O embaixador Nestor Forster também enfatizou a necessidade de defender a liberdade religiosa não apenas no âmbito das diferentes crenças, mas contra a ideologia ateia, que proclama a censura da liberdade de expressão religiosa.

Ao lembrar as ações do governo brasileiro para a defesa da liberdade religiosa, o embaixador destacou a criação do Comitê Nacional de Liberdade Religiosa e Crença, pela ministra Damares Alves, órgão que visa “garantir o pleno exercício da liberdade religiosa em nosso país”.

Leia o discurso do governo brasileiro na íntegra abaixo:

Quero agradecer ao Governo da Polônia, e especialmente ao Ministro das Relações Exteriores Jacek Czaputowicz, pela organização desta sessão e por levar a questão da perseguição religiosa à atenção do Conselho de Segurança. O Brasil reconhece a Polônia como exemplo de um povo que lutou bravamente pela liberdade contra os regimes totalitários. Os brasileiros acreditam que não há melhor maneira de preservar a paz e a segurança do que protegendo e promovendo um dos valores humanos mais fundamentais: a liberdade religiosa.
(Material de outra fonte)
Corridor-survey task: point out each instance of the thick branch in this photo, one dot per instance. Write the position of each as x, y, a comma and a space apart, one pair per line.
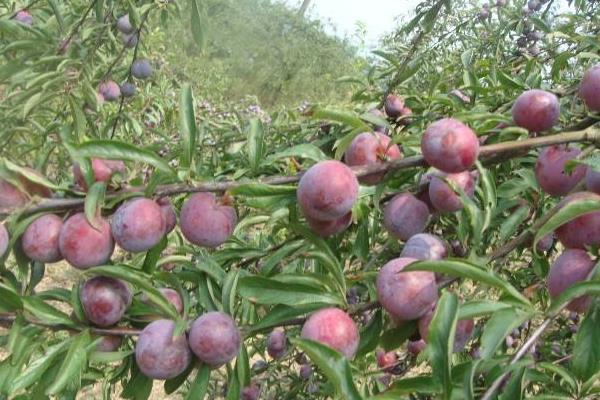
590, 134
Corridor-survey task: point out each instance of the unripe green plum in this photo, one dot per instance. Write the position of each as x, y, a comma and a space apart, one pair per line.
138, 225
571, 267
334, 328
371, 148
583, 230
204, 222
141, 69
215, 339
442, 196
327, 191
450, 146
105, 300
40, 240
405, 216
159, 354
550, 170
536, 110
405, 296
589, 89
84, 246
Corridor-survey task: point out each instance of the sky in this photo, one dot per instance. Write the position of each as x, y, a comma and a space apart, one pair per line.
378, 16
Parece que é hora de nós, como nações que nos unimos no passado, lutar contra a tirania e proteger a liberdade, voltarmos aos princípios e ideais centrais que forjaram esta organização, consagrando o respeito universal pelos direitos humanos e combatendo a violência e perseguição por motivo de religião e fé.
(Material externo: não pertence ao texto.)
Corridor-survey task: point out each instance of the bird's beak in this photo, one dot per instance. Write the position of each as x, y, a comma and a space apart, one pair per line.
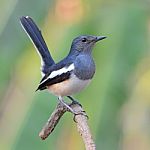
98, 38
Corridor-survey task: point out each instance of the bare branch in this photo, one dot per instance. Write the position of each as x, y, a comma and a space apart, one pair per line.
80, 119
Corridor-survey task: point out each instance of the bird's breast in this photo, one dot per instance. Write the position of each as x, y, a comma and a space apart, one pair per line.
84, 67
68, 87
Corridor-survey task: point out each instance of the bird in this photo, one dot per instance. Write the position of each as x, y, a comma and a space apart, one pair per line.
71, 74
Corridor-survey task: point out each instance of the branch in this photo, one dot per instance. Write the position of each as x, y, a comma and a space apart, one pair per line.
80, 119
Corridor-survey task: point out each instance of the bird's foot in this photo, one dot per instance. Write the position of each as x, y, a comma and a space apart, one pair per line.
74, 101
80, 113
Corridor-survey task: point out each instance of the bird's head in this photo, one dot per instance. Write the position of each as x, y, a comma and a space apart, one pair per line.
85, 43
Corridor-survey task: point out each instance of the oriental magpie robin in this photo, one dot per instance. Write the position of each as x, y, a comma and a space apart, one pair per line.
70, 75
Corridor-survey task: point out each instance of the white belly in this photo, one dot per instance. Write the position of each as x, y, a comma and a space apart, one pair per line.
68, 87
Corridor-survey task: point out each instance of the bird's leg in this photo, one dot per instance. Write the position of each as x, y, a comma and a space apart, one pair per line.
74, 101
70, 109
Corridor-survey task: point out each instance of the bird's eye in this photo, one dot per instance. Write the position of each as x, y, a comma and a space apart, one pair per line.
84, 40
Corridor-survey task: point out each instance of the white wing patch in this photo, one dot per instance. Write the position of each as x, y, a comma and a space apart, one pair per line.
59, 72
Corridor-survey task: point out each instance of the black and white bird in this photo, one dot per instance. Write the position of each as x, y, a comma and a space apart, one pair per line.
70, 75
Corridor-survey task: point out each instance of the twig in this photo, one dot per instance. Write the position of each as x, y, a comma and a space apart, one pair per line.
80, 119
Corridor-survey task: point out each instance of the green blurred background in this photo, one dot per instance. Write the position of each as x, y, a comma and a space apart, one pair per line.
118, 99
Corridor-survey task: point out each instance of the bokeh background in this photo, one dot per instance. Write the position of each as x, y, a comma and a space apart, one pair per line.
118, 99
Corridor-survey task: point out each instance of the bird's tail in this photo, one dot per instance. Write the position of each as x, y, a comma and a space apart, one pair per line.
36, 37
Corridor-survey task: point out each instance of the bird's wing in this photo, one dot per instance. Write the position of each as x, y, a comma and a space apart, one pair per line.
36, 37
56, 76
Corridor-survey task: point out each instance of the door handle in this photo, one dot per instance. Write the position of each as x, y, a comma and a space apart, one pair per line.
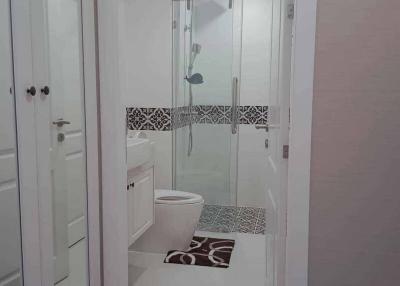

Todos nós devemos ter consciência das vidas daqueles que já foram perseguidos e punidos por professarem sua fé, por exercerem sua liberdade religiosa. Embora isso possa parecer uma chaga distante, não devemos esquecer que o ódio, a intolerância e o preconceito tem sido ainda, infelizmente, a norma – não a exceção – em muitos lugares ao redor do mundo. Assim como testemunhamos o terrível destino dos cristãos yazidis ou dos muçulmanos Rohingya, a destruição de igrejas e locais históricos em muitos países, o Brasil tem visto com grande preocupação a perseguição, discriminação e violência contra os cristãos em todo o mundo.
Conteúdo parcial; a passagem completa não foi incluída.